Bułgaria i Republika Macedonii Północnej (RMP) nie rozstrzygnęły jeszcze „historycznych i językowych” sporów – powiedziała bułgarska minister spraw zagranicznych Ekaterina Zaharieva.
Polityk dodała, że Macedonia Północna nie spełnia swoich zobowiązań z traktatu o przyjaźni między dwoma sąsiadami z 2017 r. i prowadzi politykę „opartą na nienawiści do Bułgarii”. Na mocy traktatu o przyjaźni powołano dwustronny komitet historyczny, który miał zająć się problemami interpretacji wspólnej historii. Jednak strona w Skopje nie pozwoliła według Bułgarów na żaden postęp.
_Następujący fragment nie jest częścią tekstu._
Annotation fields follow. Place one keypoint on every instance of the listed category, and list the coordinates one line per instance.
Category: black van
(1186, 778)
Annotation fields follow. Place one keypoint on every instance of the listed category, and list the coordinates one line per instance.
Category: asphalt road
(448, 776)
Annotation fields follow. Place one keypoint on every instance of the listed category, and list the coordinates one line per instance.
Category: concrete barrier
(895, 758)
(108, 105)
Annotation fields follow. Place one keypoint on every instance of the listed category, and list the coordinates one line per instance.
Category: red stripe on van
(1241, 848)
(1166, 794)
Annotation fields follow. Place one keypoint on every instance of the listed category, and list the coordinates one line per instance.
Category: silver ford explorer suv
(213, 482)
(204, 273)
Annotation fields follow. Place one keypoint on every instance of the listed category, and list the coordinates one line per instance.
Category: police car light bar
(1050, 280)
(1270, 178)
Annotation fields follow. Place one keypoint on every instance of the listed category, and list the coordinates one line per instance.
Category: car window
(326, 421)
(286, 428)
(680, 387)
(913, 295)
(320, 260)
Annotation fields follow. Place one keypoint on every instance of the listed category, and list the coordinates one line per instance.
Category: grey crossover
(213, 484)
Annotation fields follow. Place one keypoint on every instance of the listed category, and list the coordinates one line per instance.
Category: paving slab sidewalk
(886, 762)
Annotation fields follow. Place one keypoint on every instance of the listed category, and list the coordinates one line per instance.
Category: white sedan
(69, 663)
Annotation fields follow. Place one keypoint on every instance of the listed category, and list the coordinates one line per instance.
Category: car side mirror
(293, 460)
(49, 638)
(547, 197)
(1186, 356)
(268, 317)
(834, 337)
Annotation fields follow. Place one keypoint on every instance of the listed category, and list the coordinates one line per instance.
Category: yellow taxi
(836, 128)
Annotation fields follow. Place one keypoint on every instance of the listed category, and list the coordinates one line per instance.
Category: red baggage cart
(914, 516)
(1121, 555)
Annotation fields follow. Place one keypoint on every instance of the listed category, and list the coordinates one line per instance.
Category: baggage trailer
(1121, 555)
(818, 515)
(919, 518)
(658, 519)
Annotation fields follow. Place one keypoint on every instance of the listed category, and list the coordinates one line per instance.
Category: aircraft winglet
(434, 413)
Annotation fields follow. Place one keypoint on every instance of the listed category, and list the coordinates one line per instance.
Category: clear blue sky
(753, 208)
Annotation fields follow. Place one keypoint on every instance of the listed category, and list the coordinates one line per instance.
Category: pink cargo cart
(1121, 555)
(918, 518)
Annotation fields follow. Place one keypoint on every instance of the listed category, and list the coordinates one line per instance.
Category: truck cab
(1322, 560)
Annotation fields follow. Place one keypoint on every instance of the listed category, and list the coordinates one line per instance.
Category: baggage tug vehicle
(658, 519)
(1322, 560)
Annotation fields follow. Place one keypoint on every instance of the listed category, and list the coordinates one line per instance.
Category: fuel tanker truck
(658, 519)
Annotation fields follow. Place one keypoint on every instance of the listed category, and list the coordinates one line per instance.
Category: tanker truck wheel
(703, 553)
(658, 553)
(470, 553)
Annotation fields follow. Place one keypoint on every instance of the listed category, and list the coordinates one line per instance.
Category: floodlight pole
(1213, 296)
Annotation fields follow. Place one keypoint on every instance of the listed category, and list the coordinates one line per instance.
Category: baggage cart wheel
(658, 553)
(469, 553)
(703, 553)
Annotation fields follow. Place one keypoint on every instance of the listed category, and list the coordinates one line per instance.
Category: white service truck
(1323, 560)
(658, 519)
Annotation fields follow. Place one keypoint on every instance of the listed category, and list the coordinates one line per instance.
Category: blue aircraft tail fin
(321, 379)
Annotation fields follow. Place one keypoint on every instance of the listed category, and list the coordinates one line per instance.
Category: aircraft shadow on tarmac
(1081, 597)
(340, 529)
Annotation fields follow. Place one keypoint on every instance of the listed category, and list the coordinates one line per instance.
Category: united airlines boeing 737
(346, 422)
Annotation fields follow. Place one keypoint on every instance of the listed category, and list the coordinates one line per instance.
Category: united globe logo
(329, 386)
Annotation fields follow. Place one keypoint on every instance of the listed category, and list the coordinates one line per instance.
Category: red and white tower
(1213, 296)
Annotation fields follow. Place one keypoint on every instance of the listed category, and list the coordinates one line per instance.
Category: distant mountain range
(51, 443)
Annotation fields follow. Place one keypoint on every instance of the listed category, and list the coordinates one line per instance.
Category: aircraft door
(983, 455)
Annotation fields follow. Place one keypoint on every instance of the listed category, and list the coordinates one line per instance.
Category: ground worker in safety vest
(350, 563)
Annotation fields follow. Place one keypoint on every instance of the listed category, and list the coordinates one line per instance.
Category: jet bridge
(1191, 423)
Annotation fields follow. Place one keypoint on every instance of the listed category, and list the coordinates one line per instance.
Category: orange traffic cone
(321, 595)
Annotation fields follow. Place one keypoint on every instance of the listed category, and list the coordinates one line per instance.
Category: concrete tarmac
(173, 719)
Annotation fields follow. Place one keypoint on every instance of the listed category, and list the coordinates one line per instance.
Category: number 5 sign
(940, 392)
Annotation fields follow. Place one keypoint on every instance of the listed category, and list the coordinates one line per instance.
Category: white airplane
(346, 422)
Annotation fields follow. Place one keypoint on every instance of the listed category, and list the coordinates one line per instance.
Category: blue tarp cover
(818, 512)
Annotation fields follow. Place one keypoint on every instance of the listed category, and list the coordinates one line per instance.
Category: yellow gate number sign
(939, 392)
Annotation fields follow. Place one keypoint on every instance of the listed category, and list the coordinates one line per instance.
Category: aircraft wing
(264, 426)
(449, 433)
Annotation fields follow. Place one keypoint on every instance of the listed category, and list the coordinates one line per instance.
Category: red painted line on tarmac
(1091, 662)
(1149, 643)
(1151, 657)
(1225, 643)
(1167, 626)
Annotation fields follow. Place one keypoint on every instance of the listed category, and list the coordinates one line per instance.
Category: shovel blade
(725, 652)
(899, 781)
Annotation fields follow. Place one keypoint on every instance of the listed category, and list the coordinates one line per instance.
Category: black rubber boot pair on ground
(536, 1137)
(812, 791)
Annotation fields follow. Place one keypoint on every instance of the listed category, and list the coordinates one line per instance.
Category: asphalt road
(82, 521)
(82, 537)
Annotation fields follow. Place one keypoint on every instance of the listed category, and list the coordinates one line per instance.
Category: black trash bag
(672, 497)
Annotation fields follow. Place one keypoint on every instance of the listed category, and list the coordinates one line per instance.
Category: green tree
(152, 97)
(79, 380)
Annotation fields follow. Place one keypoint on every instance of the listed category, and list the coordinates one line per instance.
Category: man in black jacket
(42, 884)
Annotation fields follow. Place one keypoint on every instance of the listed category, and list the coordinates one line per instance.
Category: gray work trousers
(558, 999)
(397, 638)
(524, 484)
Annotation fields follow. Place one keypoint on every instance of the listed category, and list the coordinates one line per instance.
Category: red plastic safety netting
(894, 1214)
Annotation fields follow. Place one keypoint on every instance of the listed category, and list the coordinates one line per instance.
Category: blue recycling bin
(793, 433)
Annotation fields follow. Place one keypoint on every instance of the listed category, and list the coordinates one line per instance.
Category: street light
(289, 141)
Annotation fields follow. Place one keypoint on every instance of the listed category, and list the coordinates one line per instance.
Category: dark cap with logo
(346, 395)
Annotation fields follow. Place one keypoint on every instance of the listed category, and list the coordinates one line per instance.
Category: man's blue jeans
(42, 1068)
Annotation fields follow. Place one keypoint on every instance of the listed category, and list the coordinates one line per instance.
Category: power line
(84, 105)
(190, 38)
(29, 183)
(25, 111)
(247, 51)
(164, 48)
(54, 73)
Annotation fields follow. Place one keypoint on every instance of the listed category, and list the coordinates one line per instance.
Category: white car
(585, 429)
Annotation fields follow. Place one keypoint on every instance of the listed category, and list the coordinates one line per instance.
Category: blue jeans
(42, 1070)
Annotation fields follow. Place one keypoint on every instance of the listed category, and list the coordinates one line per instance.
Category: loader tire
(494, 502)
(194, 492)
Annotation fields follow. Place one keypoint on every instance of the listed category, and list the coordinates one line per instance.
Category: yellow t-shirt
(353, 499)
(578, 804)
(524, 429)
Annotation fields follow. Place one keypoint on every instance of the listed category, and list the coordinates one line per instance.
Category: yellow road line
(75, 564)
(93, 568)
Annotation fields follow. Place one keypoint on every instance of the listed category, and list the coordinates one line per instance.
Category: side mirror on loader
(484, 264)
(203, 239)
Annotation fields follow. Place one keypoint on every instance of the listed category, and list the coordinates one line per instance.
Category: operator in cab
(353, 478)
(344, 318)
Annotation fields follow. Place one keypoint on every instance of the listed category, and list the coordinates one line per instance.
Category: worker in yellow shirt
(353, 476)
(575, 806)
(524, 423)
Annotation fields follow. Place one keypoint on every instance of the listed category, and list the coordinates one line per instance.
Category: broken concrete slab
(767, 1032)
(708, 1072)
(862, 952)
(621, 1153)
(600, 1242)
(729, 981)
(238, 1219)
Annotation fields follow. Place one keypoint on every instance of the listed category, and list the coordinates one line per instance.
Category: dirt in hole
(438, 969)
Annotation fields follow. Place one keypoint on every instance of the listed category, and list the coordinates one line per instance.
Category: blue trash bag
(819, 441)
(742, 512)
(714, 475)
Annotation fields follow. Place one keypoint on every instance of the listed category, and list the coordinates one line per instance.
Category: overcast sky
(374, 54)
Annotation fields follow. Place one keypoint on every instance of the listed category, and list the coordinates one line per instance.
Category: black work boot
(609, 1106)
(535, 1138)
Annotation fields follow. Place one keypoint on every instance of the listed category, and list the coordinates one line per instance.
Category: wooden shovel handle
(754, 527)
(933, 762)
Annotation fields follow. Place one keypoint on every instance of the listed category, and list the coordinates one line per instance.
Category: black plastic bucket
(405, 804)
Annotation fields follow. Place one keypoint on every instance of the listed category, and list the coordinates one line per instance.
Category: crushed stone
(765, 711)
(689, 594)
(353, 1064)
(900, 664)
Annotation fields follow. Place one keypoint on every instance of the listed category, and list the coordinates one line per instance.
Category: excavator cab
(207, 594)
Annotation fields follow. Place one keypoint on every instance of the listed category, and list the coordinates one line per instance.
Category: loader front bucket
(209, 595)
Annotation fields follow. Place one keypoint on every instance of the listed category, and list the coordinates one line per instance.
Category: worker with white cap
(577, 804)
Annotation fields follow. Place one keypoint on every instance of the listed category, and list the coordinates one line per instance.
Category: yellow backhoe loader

Sofia chce aby jej zachodni sąsiad uznał, że „Macedoński naród i język mają bułgarskie korzenie i zachęca, aby położył kres anty-bułgarskiej retoryce”. Z kolei Skopje twierdzi że tożsamość i język tego kraju nie są przedmiotem dyskusji.
Prezydent Bułgarii Rumen Radev, który jest krytyczny wobec rządu w wielu innych sprawach, podziela stanowisko w tej kwestii. Natomiast burmistrz Skopje Petre Szilegov jest zdania, że weto Sofii „wyrządzi więcej szkody Bułgarii niż Macedonii”.
Jeśli jakikolwiek kraj zagłosuje przeciwko ramom negocjacji, nie mogą formalnie rozpocząć się rozmowy akcesyjne.